Choose Your Own Adventure

Remember those “Choose Your Own Adventure” books? choose-your-own-adventureThe concept of cascading DropDown’s is kind of a “Choose Your Own Adventure” UI paradigm. A narrowing set of choices. You start with an initial DropDown list. As you select the first option, the second DropDown then gives you choices based upon your selection in the first DropDown. A prime example is the whole Country/State scenario. You select your country and if you select the US, it gives you a DropDown of states to select from. If you select a different country, you might choose a province instead. This is very helpful for the user because it is intelligently funneling them down a certain decision path based on choices they have made previously. 

Working From Bottom To Top

I think it’s actually easier to understand how Kendo UI Widgets work if you start at the back and work your way forward. In my case, I’m going to be using Northwind data in MySQL and some pretty simple PHP. Nothing fancy.

The first thing we need to do is to define the flow.

In the Northwind database, one category has many products, and each product has zero to many orders. We can cascade the data in that direction on our page

categories -> products -> orders

Now the way you might normally get your data into a drop down list in PHP might look a little something like this…

Traditional DropDown

<select>
<?php
    include("data/connection.php");

    $arr = array();

    foreach($db->query("SELECT CategoryID, CategoryName FROM Categories") as $row) {
        echo "<option value='$row[CategoryID]'>$row[CategoryName]</option>";
    }
?>
</select>

 

This is fine and renders a straight HTML DropDown list on the page. Note that I abstracted my connection info away into a different file and just included it. This is just to reduce the code smell. :)

The first thing we need to do to wire this same data up as a Kendo UI DropDown is to create a file which will return us the data as JSON. The file that you are going to create needs to be in a web accessible location. I put mine in a data directory which is accessible by the browser. Returning the data as JSON is pretty easy using the json_encode PHP function.

I am using PDO to query the database (for security reasons we’ll discuss in a moment), so I put the results in an array before serializing it as JSON. I also put all of the results under a “data” element. This isn’t required, it’s just a good idea to have your repeating data elements in a spot that you can remember within the JSON response. Having them at the top level is fine, but if you need to add some more top level data, you have to move the results to a top level variable.

Return Categories As JSON

<?php
    include("connection.php");

    $arr = array();

    foreach($db->query("SELECT CategoryID, CategoryName FROM Categories") as $row) {
        $arr[] = $row;
    }

    // add the header line to specify that the content type is JSON
    header("Content-type: application/json");

    echo "{\"data\":" .json_encode($arr). "}";
?>

 

This file is now accessible to the browser and you can call it just by entering the URL. For me, that looks like this:

http://localhost/cascadingDropDowns/data/categories.php

This will return the JSON results to you. Depending on which browser you are using, you may see the results displayed, or your browser may try and download a .json file. I believe Internet Explorer does this by default.

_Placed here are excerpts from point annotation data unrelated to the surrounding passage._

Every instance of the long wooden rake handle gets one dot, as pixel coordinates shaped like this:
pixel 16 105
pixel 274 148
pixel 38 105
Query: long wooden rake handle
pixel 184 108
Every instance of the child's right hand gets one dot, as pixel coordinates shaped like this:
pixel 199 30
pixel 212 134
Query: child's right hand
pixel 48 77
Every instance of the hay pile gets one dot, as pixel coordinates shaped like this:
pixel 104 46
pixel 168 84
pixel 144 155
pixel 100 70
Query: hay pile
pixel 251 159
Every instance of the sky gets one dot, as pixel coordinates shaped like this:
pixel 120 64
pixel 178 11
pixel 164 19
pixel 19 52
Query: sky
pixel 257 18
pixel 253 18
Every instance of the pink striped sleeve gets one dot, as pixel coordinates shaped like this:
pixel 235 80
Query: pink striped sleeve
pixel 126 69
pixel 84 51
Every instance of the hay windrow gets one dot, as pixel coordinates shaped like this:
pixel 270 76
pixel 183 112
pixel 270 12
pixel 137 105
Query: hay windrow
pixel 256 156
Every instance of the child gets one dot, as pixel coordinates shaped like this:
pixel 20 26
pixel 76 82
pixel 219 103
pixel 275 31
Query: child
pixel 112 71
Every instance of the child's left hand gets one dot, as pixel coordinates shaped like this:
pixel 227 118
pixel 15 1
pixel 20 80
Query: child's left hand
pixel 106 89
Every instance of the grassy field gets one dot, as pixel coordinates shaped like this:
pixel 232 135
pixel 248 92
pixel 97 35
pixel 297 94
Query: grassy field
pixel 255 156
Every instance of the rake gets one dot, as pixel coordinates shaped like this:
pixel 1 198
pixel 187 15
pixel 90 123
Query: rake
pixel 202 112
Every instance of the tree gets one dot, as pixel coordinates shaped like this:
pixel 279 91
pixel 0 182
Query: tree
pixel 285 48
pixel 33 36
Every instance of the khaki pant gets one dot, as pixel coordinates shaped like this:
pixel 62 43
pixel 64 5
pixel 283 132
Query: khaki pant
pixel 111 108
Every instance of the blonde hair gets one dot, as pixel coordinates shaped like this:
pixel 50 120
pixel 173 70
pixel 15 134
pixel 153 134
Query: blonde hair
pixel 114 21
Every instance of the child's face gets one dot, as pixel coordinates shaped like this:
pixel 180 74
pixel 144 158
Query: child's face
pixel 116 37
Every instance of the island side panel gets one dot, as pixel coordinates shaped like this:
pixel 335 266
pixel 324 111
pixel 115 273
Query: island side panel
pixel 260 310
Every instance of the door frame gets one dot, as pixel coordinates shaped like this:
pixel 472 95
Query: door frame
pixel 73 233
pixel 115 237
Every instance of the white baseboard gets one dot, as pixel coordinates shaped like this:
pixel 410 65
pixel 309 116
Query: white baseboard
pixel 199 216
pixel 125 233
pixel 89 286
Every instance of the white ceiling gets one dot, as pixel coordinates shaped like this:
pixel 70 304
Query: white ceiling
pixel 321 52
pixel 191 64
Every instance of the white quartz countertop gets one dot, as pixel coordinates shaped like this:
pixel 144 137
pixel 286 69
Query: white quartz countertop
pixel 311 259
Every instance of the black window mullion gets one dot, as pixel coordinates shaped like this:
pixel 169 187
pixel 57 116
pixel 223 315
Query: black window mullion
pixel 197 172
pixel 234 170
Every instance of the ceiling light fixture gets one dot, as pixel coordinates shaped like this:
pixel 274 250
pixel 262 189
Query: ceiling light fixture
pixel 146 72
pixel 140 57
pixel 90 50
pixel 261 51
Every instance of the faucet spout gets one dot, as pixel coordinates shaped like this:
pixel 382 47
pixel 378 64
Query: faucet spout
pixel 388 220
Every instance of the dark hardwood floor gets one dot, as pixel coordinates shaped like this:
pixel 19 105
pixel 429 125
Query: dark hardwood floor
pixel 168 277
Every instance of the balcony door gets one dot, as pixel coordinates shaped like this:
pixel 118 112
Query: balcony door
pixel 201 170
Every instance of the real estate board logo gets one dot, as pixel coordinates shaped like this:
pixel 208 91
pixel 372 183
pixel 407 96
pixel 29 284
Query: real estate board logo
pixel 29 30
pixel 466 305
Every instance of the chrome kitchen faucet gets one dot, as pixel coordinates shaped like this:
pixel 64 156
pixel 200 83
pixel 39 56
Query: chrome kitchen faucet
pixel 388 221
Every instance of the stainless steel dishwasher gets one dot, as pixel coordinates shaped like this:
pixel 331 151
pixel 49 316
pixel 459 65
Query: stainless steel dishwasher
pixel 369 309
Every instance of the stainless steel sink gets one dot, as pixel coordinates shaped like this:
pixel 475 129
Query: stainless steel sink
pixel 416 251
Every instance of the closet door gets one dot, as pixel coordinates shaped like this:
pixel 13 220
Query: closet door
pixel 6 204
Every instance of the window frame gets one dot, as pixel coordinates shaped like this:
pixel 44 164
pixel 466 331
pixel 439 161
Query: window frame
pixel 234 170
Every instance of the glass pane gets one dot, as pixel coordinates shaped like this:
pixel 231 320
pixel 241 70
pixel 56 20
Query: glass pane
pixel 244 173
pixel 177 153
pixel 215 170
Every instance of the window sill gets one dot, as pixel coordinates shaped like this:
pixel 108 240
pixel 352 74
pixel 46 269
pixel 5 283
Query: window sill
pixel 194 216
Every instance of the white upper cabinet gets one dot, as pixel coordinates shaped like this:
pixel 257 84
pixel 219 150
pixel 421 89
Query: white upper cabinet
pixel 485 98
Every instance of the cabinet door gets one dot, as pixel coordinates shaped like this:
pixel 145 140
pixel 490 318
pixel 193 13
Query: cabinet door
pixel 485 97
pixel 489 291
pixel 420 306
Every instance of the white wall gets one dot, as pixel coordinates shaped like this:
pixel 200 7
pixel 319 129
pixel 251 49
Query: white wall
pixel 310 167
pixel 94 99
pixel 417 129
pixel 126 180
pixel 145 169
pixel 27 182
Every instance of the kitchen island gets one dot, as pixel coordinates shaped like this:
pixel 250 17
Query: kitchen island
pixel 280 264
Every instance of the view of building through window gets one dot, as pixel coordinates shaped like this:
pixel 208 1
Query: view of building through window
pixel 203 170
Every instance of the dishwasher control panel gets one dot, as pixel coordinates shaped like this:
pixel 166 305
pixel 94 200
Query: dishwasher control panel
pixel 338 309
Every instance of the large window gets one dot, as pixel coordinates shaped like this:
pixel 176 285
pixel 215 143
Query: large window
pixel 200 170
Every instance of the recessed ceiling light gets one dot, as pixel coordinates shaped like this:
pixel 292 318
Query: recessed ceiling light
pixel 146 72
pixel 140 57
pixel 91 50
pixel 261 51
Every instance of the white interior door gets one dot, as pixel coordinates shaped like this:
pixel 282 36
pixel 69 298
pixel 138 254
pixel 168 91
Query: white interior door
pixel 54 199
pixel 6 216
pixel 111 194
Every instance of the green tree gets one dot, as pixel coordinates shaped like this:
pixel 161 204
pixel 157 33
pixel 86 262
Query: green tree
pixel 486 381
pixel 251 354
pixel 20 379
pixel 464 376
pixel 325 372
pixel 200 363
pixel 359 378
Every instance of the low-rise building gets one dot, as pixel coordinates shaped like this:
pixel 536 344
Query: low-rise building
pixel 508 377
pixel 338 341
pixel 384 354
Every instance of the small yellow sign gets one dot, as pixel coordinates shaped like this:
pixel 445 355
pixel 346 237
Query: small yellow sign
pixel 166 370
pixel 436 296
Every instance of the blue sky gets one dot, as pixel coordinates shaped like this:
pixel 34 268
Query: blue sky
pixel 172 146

In Chrome for instance, you would see this when hitting that URL:

categories_json

Now that you have some data available, you can open or create an index.php or index.html file and create the first Kendo UI DropDown List.

The First Of 3

We are going to be using 3 different controls in this post, throwing in a bit of flash at the end. It will follow the cascading DropDown Demo for a while and then diverge a bit.

Of course when working with Kendo UI, the first thing that you are going to need to do is to add the appropriate Kendo UI CSS classes. This will be kendo.common.min.css and then the CSS file for the theme that you are using. For instance, if you are using the Metro theme, you will need to add kendo.metro.min.css. If you want the default Kendo theme, just use kendo.default.min.css.

Then you need to add the jQuery and Kendo JavaScript files. I do this at the end of my body tag below all of the HTML that I’m going to write. This is generally best practice as you don’t want your script files to hold up the loading of the page. Script files are loaded synchronously by the browser. Your HTML will look something like this when you are finished adding all of your references. Your paths may be different than mine.

Include Kendo UI Files

<!DOCTYPE HTML>
<html lang="en-US">
    <head>
        <meta charset="UTF-8">
        <title>Northwind Dashboard</title>
        <link href="styles/kendo.common.min.css" rel="stylesheet">
        <link href="styles/kendo.metro.min.css" rel="stylesheet">
    </head>
    <body>

        <!-- all our HTML will go here -->

        <script src="js/jquery-1.7.1.min.js"></script>
        <script src="js/kendo.all.min.js"></script>

        <!-- all the javascript magic will happen here! -->

    </body>
</html>

 

To create the first DropDown, add an input element and give it an id of categories.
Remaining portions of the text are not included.